Denise Donohue, Ed.D., and Dan Guernsey, Ed.D. further examined the Disconnect between Common Core’s Literary Approach and Catholic Education’s Pursuit of Truth. The “Close Reading/New Criticism” method used by CC values literature not for “what it teaches us about how to live well” but rather “that it teaches us how to read well.” This formula serves CC’s pragmatic focus on standardized test, college, and career readiness, as its pursuit of truth is limited to the text itself, apart from a student’s background knowledge or even the author’s actual intentions/position. However, the approach to literature used at a Catholic school should “focus on much more than evidence from the text and whose horizons includes much more than college and career.” (Heaven, for example.)

Instead of focusing on “getting the right answers on the Common Core test-inspired questions at the end of any publisher’s provided worksheets,” Catholic classical education looks “deliberately and carefully at the real, rich and wonderful world outside the text.” While a text “may very well brilliantly unveil reality – sometimes with life-changing effect,” it must be read in context. “In combination with reality,” the text “may prove a mighty formative weapon.” Authentic knowledge can be attained only “when the human intellect, informed by the senses, judges things rightly.” Instead, the methodology employed by the CCS “rewards subjectivity and relativity, instead of Truth.”

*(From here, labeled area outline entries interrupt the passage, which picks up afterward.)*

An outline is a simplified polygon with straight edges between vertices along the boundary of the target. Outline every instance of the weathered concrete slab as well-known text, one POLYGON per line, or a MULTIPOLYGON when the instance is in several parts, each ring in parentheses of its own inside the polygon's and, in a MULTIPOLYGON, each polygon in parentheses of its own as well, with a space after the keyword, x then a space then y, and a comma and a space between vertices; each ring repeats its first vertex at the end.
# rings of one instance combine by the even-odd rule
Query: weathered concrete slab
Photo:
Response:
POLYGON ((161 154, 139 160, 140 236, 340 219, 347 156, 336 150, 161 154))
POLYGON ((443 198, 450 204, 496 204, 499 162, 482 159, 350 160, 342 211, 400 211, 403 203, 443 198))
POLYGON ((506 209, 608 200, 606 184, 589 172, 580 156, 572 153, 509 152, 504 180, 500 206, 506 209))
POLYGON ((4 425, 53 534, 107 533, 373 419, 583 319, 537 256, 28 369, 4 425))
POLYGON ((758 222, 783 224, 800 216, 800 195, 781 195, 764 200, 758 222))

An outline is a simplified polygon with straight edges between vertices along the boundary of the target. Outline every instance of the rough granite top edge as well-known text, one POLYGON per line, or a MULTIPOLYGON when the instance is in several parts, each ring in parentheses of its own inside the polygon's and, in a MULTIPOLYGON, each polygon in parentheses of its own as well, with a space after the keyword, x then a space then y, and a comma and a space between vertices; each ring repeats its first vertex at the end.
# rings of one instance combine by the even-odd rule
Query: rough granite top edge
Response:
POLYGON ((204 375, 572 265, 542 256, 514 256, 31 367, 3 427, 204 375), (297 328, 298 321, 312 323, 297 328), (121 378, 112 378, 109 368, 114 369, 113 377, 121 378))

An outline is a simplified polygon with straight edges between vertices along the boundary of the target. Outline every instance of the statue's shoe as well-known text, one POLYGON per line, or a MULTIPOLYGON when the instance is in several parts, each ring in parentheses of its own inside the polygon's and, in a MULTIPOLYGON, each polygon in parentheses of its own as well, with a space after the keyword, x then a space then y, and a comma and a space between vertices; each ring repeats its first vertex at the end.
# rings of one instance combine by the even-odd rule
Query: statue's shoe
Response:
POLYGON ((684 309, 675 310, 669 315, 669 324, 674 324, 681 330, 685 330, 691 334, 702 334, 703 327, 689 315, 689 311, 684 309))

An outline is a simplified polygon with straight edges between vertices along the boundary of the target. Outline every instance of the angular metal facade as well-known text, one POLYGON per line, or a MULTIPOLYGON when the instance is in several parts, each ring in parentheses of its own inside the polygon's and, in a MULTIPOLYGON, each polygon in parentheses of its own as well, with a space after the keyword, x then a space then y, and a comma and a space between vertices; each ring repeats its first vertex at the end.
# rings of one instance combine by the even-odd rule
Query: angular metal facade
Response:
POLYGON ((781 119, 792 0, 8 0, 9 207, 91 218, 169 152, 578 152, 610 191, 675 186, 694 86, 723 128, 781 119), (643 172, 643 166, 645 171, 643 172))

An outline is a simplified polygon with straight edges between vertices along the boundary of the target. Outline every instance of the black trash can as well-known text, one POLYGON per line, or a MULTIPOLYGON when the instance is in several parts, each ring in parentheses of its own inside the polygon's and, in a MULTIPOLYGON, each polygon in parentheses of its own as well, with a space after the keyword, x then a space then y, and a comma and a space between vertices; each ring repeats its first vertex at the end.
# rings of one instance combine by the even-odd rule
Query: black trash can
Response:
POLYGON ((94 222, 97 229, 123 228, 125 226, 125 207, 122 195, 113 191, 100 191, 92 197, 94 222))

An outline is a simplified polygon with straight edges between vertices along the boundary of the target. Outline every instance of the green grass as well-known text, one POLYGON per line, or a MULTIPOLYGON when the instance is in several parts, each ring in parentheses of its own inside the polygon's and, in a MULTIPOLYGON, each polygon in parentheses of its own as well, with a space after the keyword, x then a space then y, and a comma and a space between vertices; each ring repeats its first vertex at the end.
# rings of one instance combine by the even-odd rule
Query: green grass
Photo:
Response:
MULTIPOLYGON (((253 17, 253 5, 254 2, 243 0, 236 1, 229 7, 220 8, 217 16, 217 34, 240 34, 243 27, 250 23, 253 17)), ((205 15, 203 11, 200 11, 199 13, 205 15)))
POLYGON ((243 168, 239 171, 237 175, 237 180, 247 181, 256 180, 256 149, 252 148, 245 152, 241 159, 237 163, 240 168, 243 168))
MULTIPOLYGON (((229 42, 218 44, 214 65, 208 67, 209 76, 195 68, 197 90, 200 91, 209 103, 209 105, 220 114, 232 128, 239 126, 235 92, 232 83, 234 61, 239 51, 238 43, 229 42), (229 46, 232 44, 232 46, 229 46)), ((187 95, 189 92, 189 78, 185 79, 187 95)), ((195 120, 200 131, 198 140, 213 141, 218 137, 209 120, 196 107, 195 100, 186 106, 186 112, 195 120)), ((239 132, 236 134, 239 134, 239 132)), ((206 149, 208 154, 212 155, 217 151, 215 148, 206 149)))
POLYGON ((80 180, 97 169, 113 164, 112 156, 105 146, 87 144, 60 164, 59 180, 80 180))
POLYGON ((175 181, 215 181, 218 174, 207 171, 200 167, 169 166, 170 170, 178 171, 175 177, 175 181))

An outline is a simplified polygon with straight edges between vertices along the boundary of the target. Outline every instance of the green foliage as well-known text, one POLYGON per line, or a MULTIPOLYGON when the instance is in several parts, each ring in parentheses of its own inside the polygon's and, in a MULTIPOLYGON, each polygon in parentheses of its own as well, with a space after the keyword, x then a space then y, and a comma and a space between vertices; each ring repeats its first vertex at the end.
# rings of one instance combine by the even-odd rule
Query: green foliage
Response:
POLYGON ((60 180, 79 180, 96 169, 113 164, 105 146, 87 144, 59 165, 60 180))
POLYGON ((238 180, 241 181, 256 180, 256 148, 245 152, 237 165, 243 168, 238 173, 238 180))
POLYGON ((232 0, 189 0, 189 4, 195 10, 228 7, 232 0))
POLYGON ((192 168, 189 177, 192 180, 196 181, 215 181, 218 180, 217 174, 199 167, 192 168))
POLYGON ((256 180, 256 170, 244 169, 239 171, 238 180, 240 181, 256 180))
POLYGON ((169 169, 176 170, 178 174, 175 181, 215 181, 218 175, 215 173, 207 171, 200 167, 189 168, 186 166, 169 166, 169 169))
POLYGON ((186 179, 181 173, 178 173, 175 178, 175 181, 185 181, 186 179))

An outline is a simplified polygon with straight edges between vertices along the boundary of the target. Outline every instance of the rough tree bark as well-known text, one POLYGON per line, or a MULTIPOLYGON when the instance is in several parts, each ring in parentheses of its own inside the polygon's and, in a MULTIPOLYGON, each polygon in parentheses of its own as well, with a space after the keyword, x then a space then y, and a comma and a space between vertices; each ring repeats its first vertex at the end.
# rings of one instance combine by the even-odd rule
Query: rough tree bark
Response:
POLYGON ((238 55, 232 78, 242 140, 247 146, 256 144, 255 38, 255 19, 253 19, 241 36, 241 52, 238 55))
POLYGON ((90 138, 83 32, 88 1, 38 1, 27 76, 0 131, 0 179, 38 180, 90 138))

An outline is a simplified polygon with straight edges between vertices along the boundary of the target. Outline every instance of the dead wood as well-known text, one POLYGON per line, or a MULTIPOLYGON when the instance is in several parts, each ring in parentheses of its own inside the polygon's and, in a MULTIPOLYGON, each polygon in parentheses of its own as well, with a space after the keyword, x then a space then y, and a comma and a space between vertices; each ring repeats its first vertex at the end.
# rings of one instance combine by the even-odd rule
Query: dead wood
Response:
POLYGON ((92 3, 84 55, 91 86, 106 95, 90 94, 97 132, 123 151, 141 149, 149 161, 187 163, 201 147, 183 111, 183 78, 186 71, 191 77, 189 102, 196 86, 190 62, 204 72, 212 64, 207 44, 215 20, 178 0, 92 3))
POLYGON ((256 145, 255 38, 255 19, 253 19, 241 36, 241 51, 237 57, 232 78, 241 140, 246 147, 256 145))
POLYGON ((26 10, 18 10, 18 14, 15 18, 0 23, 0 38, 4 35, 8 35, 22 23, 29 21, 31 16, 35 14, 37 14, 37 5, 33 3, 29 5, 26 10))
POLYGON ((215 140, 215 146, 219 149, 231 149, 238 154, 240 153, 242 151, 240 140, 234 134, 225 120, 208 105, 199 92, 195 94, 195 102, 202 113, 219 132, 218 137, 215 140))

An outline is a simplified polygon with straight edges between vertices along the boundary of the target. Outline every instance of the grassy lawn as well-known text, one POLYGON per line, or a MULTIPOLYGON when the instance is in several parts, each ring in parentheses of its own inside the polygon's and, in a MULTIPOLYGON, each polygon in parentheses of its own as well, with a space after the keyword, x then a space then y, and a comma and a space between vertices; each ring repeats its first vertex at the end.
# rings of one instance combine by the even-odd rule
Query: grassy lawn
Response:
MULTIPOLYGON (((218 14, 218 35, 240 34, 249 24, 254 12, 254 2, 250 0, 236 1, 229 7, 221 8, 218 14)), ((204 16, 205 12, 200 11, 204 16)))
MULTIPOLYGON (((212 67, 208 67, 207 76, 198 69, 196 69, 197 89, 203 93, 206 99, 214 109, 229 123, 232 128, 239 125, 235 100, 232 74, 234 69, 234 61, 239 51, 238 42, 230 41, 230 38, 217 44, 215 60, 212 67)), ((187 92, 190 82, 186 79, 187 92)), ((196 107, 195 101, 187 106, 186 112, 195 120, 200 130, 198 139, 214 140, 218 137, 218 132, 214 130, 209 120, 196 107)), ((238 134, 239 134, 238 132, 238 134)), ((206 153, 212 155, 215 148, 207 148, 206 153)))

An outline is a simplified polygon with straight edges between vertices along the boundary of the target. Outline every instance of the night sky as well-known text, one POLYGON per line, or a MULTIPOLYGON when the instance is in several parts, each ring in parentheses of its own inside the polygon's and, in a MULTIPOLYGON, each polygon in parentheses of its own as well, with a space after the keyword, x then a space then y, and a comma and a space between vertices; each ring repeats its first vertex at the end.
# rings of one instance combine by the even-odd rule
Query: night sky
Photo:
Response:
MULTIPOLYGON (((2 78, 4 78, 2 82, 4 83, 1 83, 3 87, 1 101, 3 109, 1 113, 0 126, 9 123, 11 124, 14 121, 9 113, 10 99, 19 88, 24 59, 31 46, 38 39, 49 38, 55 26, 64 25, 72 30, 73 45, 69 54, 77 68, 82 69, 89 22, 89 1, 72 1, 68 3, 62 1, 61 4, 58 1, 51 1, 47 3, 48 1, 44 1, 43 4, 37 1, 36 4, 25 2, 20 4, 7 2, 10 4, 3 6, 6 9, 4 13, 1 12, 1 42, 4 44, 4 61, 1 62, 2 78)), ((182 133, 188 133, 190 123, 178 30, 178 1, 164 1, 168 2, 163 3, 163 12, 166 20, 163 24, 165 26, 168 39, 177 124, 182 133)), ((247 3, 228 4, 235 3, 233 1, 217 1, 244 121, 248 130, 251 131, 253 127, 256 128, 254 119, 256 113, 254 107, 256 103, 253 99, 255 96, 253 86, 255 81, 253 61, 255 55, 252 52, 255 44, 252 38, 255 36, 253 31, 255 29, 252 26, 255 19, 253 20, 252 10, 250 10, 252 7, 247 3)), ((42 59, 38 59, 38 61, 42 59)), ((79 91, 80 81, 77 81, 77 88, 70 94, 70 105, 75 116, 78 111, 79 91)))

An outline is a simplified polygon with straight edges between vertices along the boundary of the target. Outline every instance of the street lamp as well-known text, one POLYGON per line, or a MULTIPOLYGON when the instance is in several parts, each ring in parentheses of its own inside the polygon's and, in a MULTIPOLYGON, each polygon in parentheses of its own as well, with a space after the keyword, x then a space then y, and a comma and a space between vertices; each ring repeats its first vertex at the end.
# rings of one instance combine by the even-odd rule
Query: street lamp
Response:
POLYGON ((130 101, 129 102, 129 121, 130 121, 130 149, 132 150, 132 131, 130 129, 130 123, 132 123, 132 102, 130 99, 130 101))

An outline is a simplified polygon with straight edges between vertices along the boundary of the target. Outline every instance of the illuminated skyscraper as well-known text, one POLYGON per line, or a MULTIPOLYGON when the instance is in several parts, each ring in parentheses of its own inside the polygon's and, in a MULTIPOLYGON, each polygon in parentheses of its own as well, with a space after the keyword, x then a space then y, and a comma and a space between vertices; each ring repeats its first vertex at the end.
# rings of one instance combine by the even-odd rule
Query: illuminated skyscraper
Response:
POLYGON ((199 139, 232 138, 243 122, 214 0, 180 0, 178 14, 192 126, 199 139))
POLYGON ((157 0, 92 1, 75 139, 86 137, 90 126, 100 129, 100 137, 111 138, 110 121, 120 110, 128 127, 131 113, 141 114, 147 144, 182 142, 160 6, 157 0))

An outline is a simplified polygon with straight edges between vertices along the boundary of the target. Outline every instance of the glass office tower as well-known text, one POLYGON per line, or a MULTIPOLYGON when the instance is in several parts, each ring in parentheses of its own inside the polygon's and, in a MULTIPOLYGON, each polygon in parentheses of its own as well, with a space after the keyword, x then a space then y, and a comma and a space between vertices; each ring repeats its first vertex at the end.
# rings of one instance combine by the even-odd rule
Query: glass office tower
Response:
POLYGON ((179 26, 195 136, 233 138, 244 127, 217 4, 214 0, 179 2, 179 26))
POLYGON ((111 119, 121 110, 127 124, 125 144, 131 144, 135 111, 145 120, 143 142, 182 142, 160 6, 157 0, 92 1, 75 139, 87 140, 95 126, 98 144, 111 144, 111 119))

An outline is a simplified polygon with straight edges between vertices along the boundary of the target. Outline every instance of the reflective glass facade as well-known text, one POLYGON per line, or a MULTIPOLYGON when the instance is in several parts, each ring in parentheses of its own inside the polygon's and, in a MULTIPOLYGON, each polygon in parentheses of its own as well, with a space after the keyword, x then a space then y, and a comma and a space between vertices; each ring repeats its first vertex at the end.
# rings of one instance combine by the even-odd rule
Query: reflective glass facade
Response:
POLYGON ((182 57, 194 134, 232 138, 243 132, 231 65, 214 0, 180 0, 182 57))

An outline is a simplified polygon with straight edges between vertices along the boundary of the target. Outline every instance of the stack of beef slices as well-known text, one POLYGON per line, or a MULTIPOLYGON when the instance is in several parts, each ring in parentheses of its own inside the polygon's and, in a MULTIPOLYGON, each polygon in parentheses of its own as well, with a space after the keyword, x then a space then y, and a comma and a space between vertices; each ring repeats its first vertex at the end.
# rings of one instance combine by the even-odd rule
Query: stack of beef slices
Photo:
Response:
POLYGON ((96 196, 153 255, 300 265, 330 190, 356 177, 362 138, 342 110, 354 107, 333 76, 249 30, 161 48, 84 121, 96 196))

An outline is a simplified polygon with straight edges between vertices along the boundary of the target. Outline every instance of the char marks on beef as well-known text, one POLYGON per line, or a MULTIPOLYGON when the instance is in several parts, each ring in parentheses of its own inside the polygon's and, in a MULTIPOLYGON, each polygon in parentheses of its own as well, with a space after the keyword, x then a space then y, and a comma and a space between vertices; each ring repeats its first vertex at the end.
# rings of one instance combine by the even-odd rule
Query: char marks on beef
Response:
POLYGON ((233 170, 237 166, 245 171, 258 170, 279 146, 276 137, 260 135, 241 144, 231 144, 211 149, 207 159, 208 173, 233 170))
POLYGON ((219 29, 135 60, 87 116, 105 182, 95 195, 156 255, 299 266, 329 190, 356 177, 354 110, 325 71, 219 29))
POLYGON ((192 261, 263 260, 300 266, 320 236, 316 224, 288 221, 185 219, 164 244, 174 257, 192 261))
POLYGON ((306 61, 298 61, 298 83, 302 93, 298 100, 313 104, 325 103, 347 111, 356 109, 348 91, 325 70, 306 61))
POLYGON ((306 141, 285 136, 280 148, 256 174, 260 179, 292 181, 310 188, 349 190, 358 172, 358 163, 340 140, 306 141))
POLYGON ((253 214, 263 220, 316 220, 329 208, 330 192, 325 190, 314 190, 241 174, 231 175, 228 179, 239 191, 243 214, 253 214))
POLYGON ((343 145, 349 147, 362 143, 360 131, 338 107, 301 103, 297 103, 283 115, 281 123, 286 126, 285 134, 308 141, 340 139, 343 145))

Donohue and Guernsey’s conclusion is worth quoting at length, as it accurately summarizes our philosophy at Lourdes Classical in response to the modern utilitarian trend in education, with “Common Core” being its most recent manifestation:

``In Catholic schools, we know we are not just producing workers and scholars, we are producing living, breathing, complex, contradictory, eternally destined, unrepeatable and immensely valuable human beings. Our bishops and parishes do not support schools and keep them open to provide better 'career and college readiness'. They keep Catholic schools open to provide the liberation that comes from a thoughtful, loving and free encounter with the living God. Catholic schools exist not for their pragmatic worldly usefulness, but rather to actuate the authentic freedom to which each person is called and to provide skills at apprehending and integrating reality, including that which transcends the text, in all of its fullness and glory.``

Without objective reality, and ultimately without Jesus Christ, the Truth Incarnate, we have no “common core”.